As an emergency physician, Marc, 36, tried to be admitted to intensive care last week, but the August 28 public hospital was completely saturated with the constant hospitalization of new patients, in a city where the number of covid -19 infections rose exponentially earlier this year.
Her mother, Ruth, 56, “was feverish, having a bad time. I presented myself as a doctor, but they left us waiting for four hours, sitting in plastic chairs,” she told AFP.
“I can’t blame my colleagues, because it’s a war zone,” admits this doctor who works at several private clinics, also saturated by the pandemic.
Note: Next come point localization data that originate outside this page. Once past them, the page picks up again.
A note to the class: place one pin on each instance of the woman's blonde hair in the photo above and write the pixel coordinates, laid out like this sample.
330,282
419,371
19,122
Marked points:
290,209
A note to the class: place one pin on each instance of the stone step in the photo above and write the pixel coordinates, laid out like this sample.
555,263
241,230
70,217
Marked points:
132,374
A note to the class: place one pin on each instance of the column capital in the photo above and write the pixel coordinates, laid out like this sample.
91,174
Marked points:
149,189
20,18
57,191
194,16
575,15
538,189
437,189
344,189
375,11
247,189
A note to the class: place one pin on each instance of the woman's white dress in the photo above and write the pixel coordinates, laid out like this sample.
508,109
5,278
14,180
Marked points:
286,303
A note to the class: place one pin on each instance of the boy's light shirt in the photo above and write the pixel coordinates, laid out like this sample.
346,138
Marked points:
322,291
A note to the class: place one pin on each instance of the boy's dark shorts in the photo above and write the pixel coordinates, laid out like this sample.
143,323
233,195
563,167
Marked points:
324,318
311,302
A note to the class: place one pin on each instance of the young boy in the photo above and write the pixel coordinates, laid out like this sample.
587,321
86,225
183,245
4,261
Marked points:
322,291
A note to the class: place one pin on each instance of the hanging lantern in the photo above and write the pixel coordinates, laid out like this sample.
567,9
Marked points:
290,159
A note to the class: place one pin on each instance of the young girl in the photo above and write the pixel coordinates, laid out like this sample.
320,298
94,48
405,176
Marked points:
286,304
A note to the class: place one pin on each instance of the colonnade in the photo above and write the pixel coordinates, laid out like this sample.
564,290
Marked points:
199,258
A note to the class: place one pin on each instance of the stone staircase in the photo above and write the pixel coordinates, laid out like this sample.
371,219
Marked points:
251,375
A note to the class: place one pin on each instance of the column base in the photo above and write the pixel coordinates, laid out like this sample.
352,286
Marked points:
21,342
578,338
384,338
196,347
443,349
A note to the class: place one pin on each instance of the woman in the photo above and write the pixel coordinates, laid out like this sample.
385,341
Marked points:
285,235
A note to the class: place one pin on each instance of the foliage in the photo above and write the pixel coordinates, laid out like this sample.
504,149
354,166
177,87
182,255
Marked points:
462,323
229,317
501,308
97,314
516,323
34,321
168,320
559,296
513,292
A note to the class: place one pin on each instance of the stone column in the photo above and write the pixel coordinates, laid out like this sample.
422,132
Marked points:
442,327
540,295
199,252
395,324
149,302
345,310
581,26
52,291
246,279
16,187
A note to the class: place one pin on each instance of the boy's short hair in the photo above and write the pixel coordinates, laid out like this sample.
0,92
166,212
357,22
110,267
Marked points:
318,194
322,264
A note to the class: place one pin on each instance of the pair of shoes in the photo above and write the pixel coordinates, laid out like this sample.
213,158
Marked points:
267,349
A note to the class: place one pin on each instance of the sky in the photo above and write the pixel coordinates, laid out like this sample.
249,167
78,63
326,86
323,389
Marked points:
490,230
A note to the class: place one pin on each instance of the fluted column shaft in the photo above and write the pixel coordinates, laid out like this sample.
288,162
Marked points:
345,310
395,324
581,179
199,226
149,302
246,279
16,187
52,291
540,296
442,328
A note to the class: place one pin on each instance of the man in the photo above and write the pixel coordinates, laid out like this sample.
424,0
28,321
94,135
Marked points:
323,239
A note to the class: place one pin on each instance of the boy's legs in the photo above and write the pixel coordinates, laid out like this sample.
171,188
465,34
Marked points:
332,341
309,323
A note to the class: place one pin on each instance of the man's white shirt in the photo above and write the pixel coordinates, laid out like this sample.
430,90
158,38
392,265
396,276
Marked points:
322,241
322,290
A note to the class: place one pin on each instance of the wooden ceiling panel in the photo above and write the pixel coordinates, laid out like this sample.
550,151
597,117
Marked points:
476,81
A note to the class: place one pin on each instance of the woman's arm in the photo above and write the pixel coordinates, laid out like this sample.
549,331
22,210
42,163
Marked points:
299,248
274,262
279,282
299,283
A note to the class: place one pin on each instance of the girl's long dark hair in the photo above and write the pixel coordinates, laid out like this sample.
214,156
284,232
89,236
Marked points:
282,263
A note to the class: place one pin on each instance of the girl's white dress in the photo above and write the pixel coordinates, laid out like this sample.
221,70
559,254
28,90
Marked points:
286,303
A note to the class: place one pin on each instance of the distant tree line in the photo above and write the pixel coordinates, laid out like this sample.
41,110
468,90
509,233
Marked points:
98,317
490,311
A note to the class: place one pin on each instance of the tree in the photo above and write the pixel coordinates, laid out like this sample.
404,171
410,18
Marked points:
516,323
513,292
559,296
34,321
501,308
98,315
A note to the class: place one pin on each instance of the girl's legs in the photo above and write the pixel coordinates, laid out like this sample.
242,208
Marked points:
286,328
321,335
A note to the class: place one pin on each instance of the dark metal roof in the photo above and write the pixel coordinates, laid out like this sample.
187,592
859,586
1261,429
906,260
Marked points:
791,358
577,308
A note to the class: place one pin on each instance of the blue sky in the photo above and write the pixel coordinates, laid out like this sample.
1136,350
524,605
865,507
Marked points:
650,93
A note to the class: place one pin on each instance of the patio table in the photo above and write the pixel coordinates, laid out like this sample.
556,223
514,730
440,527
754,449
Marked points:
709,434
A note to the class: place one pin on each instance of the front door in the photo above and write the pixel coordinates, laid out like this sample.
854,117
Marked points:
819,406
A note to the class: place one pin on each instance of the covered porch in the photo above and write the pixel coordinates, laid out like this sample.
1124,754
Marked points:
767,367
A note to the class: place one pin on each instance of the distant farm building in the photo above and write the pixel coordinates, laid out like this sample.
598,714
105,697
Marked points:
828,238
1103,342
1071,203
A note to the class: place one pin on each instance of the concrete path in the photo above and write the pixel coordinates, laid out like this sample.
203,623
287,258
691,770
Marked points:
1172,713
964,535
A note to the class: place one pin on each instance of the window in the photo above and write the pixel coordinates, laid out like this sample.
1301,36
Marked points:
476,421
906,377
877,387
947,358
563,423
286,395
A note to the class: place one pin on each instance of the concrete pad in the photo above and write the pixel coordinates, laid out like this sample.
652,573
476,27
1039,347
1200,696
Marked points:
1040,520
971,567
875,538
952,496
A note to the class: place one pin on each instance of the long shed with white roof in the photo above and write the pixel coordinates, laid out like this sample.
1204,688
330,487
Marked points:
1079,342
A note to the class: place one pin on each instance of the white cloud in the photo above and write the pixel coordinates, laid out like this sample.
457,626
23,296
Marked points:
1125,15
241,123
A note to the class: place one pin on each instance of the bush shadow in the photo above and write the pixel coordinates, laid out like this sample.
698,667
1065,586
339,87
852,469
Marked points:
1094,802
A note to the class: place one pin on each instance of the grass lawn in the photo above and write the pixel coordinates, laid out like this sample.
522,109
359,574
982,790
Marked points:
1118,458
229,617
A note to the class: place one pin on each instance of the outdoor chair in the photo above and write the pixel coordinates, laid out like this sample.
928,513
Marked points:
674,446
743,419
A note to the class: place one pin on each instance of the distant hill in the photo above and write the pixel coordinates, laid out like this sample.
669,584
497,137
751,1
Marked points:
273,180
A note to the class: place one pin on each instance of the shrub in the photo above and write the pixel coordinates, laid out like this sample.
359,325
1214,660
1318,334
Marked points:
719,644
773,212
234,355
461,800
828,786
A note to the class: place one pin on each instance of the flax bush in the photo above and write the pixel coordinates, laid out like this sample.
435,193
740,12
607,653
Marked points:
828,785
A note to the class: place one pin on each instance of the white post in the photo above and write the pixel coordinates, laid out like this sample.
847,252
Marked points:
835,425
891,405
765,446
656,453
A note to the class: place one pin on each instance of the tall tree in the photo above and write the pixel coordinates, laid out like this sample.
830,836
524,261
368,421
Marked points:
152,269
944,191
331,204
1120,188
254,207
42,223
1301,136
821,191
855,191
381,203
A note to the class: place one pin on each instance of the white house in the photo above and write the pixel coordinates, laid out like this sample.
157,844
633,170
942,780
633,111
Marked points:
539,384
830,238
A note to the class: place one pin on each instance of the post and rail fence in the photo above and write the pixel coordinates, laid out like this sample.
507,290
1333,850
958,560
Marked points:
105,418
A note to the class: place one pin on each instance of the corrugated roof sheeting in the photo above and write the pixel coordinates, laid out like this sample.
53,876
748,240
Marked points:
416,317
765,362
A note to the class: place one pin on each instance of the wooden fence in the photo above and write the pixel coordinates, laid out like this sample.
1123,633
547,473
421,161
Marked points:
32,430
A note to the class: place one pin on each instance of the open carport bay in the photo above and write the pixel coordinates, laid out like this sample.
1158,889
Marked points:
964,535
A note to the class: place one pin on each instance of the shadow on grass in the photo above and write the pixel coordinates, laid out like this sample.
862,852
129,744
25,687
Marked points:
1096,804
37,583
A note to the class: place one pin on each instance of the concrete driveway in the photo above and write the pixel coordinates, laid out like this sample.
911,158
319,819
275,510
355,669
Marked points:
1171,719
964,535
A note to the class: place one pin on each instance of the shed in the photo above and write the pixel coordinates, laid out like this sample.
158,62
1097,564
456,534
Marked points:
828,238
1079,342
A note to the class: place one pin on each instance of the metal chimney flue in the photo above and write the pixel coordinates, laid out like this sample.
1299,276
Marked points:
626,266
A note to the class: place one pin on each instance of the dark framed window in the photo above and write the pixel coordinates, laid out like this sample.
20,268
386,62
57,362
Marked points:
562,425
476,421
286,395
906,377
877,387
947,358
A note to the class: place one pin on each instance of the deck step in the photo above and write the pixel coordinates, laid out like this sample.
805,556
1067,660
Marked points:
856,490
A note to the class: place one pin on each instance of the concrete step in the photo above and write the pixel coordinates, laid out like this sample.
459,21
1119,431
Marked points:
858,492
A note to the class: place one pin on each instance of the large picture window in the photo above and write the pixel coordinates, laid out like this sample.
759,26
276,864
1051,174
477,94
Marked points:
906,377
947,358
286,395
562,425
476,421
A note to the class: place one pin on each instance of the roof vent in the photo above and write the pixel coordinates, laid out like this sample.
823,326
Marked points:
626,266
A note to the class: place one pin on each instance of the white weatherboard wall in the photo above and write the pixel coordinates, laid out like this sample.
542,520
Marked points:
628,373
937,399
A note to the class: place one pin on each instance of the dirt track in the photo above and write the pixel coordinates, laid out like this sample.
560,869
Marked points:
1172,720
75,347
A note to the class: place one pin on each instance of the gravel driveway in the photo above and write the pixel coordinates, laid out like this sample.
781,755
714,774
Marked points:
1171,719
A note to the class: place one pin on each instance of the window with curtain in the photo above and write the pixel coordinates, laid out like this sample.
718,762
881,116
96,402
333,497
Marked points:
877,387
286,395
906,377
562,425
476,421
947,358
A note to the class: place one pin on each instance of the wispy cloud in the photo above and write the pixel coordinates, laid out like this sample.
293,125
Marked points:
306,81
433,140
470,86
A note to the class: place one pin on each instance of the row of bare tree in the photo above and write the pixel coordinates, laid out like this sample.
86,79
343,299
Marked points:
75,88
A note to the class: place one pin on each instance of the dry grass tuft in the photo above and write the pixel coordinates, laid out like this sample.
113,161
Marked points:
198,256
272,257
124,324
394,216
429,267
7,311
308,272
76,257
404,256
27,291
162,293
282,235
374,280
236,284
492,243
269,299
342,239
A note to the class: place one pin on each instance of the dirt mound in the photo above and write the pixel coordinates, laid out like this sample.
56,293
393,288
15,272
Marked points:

With a population of 2 million, Manaus, the capital of the Brazilian Amazon, already experienced horror scenes in April and May, with mass graves dug in public cemeteries and refrigerated trucks installed outside hospitals to preserve the bodies of the dead.
But the situation is worse since the beginning of the year: between January 1 and 11, 1,979 new hospitalizations were registered due to the coronavirus, compared to 2,128 in April 2020, the most complicated month since the arrival of the pandemic.
Funeral deaths for covid-19 also break records: in the first ten days of 2021, 379 were recorded, more than the 348 in May.
Improvise the house
“I would never have imagined a situation like this, not even in my worst nightmares,” Marc recounts.
When he realized that his mother could die from lack of bed in intensive care, he took the reins of the situation.
“It was desperate. I was afraid my mother would die in my arms, in a plastic chair. In a rush, I took her by the arm, put her in the car, and went home.”
“I called all my friends and former patients whom I had treated at home to ask for help,” he explains.
So he got an oxygen tank and a non-invasive mechanical ventilator, which he installed around a makeshift hospital bed in his own room.
Ruth “had to be intubated,” but in these circumstances her son sought alternatives: “I kept her alive with a nebulizer” and a nasal catheter to facilitate her breathing, she explains.
“It was four days without me moving away from his side, so it’s distressing to take my guards back to the hospital.” He is now cared for by his wife, who is a teacher.
“Luckily it’s better, but it doesn’t stop me from calling non-stop for news.”
Without wanting to take away the merit of having saved her, Marcos thinks that what really helped his mother was “his will to live and the divine work”
“It’s a real miracle that she’s still alive.”